O desempenho é atribuído principalmente à soja, que em 2018 bateu recorde nos embarques, em razão de estoques em alta e da guerra comercial entre China e Estados Unidos. Nos primeiros nove meses deste ano, a venda do grão caiu 35,3% em faturamento.

– Temos base alta de comparação, por conta do ano atípico que tivemos em 2018 no mercado de soja – explica o economista Sérgio Leusin Júnior.

Parte do recuo foi compensada por produtos florestais, fumo e carnes (veja acima).

– Nas carnes, o cenário é inverso – compara Leusin.
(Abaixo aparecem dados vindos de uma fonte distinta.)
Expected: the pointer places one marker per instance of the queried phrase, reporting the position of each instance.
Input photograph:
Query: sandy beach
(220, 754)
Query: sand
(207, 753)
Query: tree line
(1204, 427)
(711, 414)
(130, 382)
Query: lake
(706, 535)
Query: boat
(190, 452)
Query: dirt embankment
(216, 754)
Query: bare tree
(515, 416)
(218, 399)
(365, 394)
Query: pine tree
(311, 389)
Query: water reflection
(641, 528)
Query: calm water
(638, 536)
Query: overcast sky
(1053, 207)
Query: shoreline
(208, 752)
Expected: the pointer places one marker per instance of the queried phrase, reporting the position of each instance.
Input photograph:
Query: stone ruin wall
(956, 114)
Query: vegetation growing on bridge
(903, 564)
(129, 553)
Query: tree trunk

Na suína, o aumento do preço em dólar chegou a 30% no ano. A variação deve-se em especial à peste suína africana, que impactou o rebanho da China. No terceiro trimestre, as exportações gaúchas de carnes para o país asiático alcançaram o maior nível da série, iniciada em 2007.

Mas nem a demanda ampliada por carne conseguirá compensar a diferença da soja.

– É muito pouco provável que o cenário seja revertido. Não fosse a soja, certamente a situação seria diferente – conclui o economista.

NO RADAR

Está previsto para hoje o primeiro embarque de arroz brasileiro para o México. Serão 11 contêineres, que somam 250 mil quilos do produto beneficiado em indústria gaúcha. A abertura desse mercado foi anunciada em maio deste ano e vinha sendo buscada pelo setor desde 2013.